I know many adoptees wish for nothing less than a happy reunion with their natural mothers. I’m like Paula. I breathed a sigh of relief when I found out Lillian was deceased. Though I still find it fascinating to learn things about Lillian’s life, and would have liked to have met her, I have never had a huge desire for a relationship with the mother who was absent from my childhood.
I remember how much it hurt to find out the woman who brought me into the world battled with demons in her head. Lillian suffered from bipolar disorder. Leda, who suffered from schizophrenia, was hospitalized several times for emotional problems.
Adoption searches force us to face painful truths. Paula and Elyse suffered when they learned the truth about Leda, but their search brought them even closer to each other. Adoptees in search of happy reunions will enjoy this story.
I read this book a number of years ago; as an adoptee I’ve long been fascinated by the “nature vs nurture” discussion. Interesting that my reaction to learning my birth mom deceased before I could connect with her was similar to Paula’s—and yours, a sense of relief that there would be no emotional reunion.
Hi Linda. Maybe I would have felt differently had I found out about my adoption when I was younger. By the time I discovered the truth and found out who my birth mother was, I really was not open to the idea of having another mother in my life. Of course, it was all moot since she was long gone by then.
The reactions above are different from what I would expect. I did not realize that adoptees may be relieved to find their first mothers have died. Maybe that is one reason why some adopted persons wait until they are 50 or so to search for relatives.
I have been reunited with my son for a long time. Now I have to wonder if he was disappointed that I was still alive. (But, I won’t lose any sleep over it.) I am glad you were so honest about your feelings. Thank you for your honesty. You are a good writer and explain things very well.
Pauline, if my birth mother had been living, I would have wanted to meet her but at the same time I would have been apprehensive.
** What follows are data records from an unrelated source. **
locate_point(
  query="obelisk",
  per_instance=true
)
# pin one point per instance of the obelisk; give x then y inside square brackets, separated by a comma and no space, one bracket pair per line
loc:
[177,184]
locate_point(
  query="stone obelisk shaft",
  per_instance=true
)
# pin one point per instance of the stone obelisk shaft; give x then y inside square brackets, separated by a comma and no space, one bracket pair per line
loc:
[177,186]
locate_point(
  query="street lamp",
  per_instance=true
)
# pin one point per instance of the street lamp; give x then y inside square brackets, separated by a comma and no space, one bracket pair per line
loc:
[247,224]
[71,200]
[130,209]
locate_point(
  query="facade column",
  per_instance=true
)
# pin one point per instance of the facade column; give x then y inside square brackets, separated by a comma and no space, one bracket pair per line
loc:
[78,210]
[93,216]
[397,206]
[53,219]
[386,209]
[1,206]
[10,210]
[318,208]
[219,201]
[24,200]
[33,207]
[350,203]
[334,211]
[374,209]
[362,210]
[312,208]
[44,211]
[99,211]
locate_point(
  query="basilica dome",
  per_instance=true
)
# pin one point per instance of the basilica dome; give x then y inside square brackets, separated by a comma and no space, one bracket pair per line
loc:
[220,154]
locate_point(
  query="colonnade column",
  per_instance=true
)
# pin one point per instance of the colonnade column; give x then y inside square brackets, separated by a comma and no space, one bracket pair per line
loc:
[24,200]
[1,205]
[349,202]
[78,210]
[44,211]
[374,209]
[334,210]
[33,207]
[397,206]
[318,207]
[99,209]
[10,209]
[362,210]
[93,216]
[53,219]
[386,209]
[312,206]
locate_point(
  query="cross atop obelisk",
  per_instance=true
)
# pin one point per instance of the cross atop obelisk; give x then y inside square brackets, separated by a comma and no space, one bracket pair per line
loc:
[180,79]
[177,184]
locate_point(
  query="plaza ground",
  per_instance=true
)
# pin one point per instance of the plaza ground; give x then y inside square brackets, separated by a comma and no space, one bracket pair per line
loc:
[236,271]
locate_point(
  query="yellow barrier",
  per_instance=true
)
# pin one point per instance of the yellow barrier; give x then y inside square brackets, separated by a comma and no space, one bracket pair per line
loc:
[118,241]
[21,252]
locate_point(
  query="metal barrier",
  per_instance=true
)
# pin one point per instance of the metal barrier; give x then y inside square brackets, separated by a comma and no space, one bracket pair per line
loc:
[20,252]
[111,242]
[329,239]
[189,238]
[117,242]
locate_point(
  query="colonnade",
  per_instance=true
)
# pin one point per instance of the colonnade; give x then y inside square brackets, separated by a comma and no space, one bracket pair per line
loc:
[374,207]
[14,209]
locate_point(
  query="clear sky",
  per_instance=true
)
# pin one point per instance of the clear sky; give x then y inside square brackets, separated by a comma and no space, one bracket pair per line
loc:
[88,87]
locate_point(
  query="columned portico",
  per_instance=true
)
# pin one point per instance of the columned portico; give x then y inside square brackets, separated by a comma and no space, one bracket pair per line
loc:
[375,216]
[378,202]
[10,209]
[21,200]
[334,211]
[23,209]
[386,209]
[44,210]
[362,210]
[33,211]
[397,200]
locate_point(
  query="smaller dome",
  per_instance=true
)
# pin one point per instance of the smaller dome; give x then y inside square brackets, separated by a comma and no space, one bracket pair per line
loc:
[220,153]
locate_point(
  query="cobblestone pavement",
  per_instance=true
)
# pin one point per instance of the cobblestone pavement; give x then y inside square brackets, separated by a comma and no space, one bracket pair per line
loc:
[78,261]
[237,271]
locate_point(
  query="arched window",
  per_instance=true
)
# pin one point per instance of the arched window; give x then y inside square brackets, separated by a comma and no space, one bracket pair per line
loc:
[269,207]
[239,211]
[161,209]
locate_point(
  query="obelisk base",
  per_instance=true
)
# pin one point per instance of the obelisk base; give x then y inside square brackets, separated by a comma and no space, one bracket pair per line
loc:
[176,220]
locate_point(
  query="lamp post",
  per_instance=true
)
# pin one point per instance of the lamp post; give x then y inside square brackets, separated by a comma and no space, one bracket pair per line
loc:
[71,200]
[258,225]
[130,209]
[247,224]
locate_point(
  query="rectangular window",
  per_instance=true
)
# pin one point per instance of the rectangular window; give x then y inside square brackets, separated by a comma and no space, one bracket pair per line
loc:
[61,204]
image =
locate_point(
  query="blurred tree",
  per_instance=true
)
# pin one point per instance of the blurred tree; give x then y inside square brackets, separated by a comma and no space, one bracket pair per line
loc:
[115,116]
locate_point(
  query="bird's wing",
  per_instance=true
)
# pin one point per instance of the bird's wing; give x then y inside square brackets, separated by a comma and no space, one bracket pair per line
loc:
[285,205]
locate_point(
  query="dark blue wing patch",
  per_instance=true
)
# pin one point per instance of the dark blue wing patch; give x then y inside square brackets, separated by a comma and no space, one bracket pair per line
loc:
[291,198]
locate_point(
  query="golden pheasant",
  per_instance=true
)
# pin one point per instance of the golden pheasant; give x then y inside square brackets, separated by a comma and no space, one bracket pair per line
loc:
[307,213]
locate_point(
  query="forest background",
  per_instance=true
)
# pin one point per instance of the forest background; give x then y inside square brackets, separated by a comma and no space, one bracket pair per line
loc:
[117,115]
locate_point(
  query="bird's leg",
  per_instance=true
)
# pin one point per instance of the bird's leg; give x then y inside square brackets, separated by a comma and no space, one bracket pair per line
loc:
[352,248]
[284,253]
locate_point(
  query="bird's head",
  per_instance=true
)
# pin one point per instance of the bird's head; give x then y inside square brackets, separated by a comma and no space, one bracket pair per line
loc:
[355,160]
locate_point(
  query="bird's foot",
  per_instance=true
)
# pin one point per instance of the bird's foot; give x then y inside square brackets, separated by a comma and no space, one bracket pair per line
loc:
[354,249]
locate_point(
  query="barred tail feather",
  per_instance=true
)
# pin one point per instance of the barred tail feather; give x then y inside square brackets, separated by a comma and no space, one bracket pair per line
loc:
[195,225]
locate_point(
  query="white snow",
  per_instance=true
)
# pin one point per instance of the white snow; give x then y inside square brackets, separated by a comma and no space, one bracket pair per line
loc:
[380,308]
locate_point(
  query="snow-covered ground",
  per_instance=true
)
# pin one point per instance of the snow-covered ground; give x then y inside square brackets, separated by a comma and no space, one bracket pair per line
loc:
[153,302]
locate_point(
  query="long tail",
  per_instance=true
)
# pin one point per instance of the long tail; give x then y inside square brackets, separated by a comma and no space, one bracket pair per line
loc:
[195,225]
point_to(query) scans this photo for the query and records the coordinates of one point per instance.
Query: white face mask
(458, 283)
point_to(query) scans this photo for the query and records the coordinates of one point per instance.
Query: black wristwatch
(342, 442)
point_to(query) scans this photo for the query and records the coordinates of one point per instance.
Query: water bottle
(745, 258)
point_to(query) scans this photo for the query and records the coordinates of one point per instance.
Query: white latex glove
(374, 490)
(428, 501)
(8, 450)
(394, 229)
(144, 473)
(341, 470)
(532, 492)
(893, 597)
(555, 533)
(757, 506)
I don’t know how she would have responded to a call out of the blue from the daughter she surrendered. And I grew up never feeling very connected to my adoptive mother so that was my experience with the mother I knew. My first mother had a difficult life and I feel compassion for her. I am always happy to learn new things about my first mother’s life. How often do you see your son? Thanks for visiting my blog.
Seeing my son requires a four-hour plane trip, but I am in touch with him or his wife every few weeks. I send cards to his children (my grandchildren). My daughter, her son and I returned from a five-day stay with my son and family just this month. My relationship with my son started out slowly, very slowly, as I knew he needed space. Our relationship did not develop overnight!
I searched for him and found out his identity when he was 23. There were times, early on, when I could have thrown in the towel (given up). There were times of hurt and I had to get through that. My strong belief that we both could be harmed if it didn’t work out caused me to endure and, most of all, to recognize his need for space until he was ready to continue. His girlfriend (who became his wife) played a big part, I think, in encouraging our contact.
Adopted persons and first mothers are learning from each other. Thank you for your truth.
From the accounts of other first mothers and adopted persons, I have learned that reunions often fail because significant others of the found person have a very great impact on the dynamics of reunion. Often these significant others are adoptive parents but can also involve adopted siblings, spouses, friends etc.